Die Anwendung ist in der pädiatrischen Bevölkerung nicht etabliert, da Daten zur Sicherheit und Wirksamkeit nicht bestätigt sind. Ältere Erwachsene erfordern aufgrund eines erhöhten Risikos unerwünschter Wirkungen besondere Vorsicht.

Die Eignung ist auch durch die Organfunktion und Begleiterkrankungen eingeschränkt. Äußerste Vorsicht ist geboten bei Patienten mit schwerer Leberfunktionsstörung (Lebererkrankung) und schwerer Nierenfunktionsstörung (Nierenerkrankung). Zusätzliche Vorsicht gilt für Patienten mit chronisch obstruktiver Lungenerkrankung (COPD) oder Patienten mit Zuständen, die den intrakraniellen Druck erhöhen. Während der Schwangerschaft ist das Medikament als Kategorie C klassifiziert, und eine längere Anwendung birgt ein offizielles Risiko eines Neonatalen Opioid-Entzugssyndroms beim Neugeborenen.

Was sollte ich über Wechselwirkungen mit anderen Arzneimitteln wissen?

Wechselwirkungen mit anderen Arzneimitteln und Produkten

Offizielle behördliche Dokumente legen spezifische Einschränkungen und Anforderungen bezüglich der Kombination dieses Arzneimittels mit anderen Produkten fest. Dies geschieht primär aufgrund der Verstoffwechselung und der zentralnervösen (ZNS) Wirkungen der Oxycodon-Komponente.

Zu den Kategorien interagierender Produkte gehören:

  • ZNS-dämpfende Mittel: Die gleichzeitige Einnahme mit anderen Opioid-Analgetika, Alkohol, allgemeinen Anästhetika, sedierend-hypnotischen Mitteln und Tranquilizern kann aufgrund additiver ZNS-Effekte zu ausgeprägter Sedierung, Atemdepression, Koma und zum Tod führen. Behördliche Stellen schreiben vor, die Dosierung und Dauer der gleichzeitigen Anwendung mit Benzodiazepinen zu begrenzen.
  • MAO-Hemmer (MAOIs): Die Anwendung ist bei Einnahme von MAOIs (oder innerhalb von 14 Tagen nach deren Absetzen) kontraindiziert, da das Risiko einer Potenzierung der Opioid-Wirkung und eines Serotonin-Syndroms besteht.
  • CYP3A4-Modulatoren: Arzneimittel, die das Enzym CYP3A4 hemmen (z. B. bestimmte Antimykotika oder Antibiotika), können die Oxycodon-Plasmakonzentration erhöhen und dadurch das Risiko unerwünschter Wirkungen steigern. Umgekehrt können CYP3A4-Induktoren (z. B. Rifampicin, Phenytoin) die Oxycodon-Konzentration senken. Bei Beginn oder Beendigung der Einnahme dieser Mittel ist eine Überwachung auf veränderte Wirkungen erforderlich.
  • Serotonerge Arzneimittel: Die Kombination mit anderen serotonergen Wirkstoffen (einschließlich SSRIs, SNRIs, trizyklischen Antidepressiva und Triptanen) kann zu einem Serotonin-Syndrom führen.
  • Antikoagulanzien: Es ist dokumentiert, dass die Paracetamol-Komponente mit Cumarin-Antikoagulanzien wie Warfarin wechselwirkt. Dies erfordert eine engmaschige Überwachung der International Normalized Ratio (INR) aufgrund eines möglichen Anstiegs.

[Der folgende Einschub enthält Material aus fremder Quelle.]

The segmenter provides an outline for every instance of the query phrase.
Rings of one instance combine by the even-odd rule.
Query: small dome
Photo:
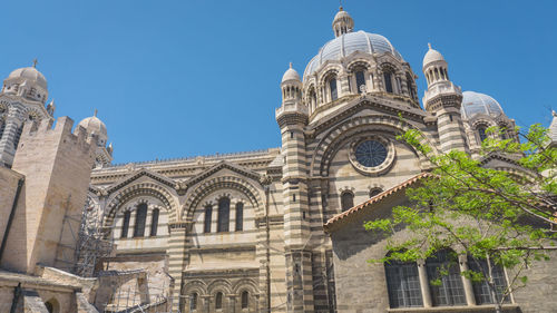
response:
[[[45,90],[48,89],[47,88],[47,79],[35,67],[18,68],[17,70],[12,71],[10,74],[10,76],[8,76],[7,79],[18,79],[18,78],[31,80],[32,82],[36,82],[42,89],[45,89]]]
[[[394,47],[392,47],[391,42],[387,38],[381,35],[359,30],[341,35],[326,42],[305,68],[304,79],[315,72],[322,63],[329,60],[340,60],[355,51],[367,52],[370,55],[374,52],[390,52],[397,59],[403,61],[402,56],[394,49]]]
[[[297,80],[300,81],[300,75],[295,69],[292,68],[292,63],[290,63],[290,68],[282,76],[282,82],[286,80]]]
[[[97,117],[97,110],[95,110],[94,116],[84,118],[78,125],[87,129],[87,133],[97,135],[101,140],[106,141],[108,139],[106,126]]]
[[[490,117],[499,117],[504,114],[501,105],[488,95],[475,91],[462,92],[462,106],[460,114],[463,119],[469,119],[478,114],[485,114]]]
[[[423,57],[423,68],[426,68],[427,65],[434,62],[434,61],[444,61],[443,55],[441,52],[437,51],[436,49],[431,48],[431,45],[429,45],[429,50]]]

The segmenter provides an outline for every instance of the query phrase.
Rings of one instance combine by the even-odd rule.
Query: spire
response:
[[[333,20],[334,37],[340,37],[344,33],[352,32],[353,29],[354,20],[346,11],[344,11],[341,3],[339,12],[336,13],[336,16],[334,16]]]

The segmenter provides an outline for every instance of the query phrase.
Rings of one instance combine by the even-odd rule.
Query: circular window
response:
[[[349,159],[352,166],[367,175],[387,173],[394,163],[394,145],[379,135],[360,137],[350,145]]]
[[[387,147],[378,140],[365,140],[354,150],[358,163],[365,167],[375,167],[387,159]]]

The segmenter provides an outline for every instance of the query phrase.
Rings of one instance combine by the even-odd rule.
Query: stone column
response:
[[[420,277],[421,297],[423,299],[423,307],[431,307],[431,293],[429,292],[428,271],[426,261],[418,261],[418,275]]]
[[[226,312],[235,313],[236,312],[236,296],[237,294],[228,294],[228,310]]]
[[[468,262],[466,255],[458,256],[458,264],[460,266],[460,273],[468,271]],[[468,305],[476,305],[472,282],[462,275],[460,277],[462,278],[462,285],[465,286],[466,303]]]

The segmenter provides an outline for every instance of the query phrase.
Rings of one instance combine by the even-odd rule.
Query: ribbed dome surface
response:
[[[340,60],[341,58],[350,56],[355,51],[367,53],[391,52],[399,60],[403,60],[402,56],[394,49],[394,47],[392,47],[391,42],[387,38],[381,35],[359,30],[341,35],[326,42],[305,68],[304,78],[312,75],[328,60]]]
[[[475,91],[465,91],[462,92],[460,114],[462,118],[471,118],[477,114],[499,117],[504,111],[501,105],[490,96]]]
[[[36,82],[39,87],[47,90],[47,79],[33,67],[18,68],[12,71],[7,79],[23,78]]]
[[[79,123],[79,126],[82,126],[85,129],[87,129],[87,133],[89,134],[95,134],[97,136],[104,137],[105,140],[108,137],[105,124],[97,116],[84,118]]]
[[[436,49],[429,49],[429,51],[423,57],[423,67],[434,61],[444,61],[443,55]]]
[[[300,80],[300,75],[295,69],[289,68],[282,76],[282,81],[284,82],[286,80]]]

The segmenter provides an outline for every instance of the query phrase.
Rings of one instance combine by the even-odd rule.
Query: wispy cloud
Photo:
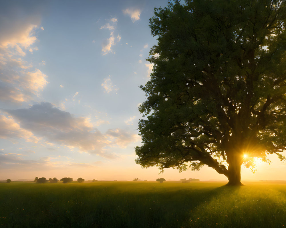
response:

Die Anwendung mit gemischten Agonisten/Antagonisten und partiellen Agonisten unter den Opioid-Analgetika (z. B. Butorphanol, Buprenorphin, Nalbuphin, Pentazocin) wird offiziell vermieden, da diese die schmerzlindernde Wirkung reduzieren oder Entzugserscheinungen auslösen können.

Wirkmechanismus

Depalgos ist ein Therapeutikum mit kleinen Molekülen, das als zielgerichteter Inhibitor der Farnesyl-Pyrophosphat-Synthase (FPPS) wirkt, einem Enzym des Mevalonat-Stoffwechselwegs, das spezifisch im Osteoklasten vorkommt.

Der Mechanismus beginnt mit der hohen Affinität, mit der der Wirkstoff an die aktive Stelle der FPPS bindet. Diese molekulare Interaktion verhindert die enzymatische Katalyse der Synthese von Geranylgeranyl-Pyrophosphat (GGPP) aus Isopentenyl-Pyrophosphat (IPP) und Dimethylallyl-Pyrophosphat (DMAPP). Das resultierende Fehlen von GGPP hemmt anschließend die Prenylierung kleiner GTPasen (einschließlich Rho, Rac und Rab). Da die Prenylierung für die Integration dieser GTPasen in die Zellmembran erforderlich ist, unterbricht diese Kaskade die korrekte Organisation des Zytoskeletts, die Membran-Fältelung und den vesikulären Transport – alles Prozesse, die für die Funktion des Osteoklasten notwendig sind. Die Störung dieser Prozesse führt letztendlich zur Einleitung des programmierten Zelltods, der Apoptose, in der Osteoklastenzelle. Dieser gezielte Effekt resultiert in einer Reduzierung der Anzahl der Osteoklasten.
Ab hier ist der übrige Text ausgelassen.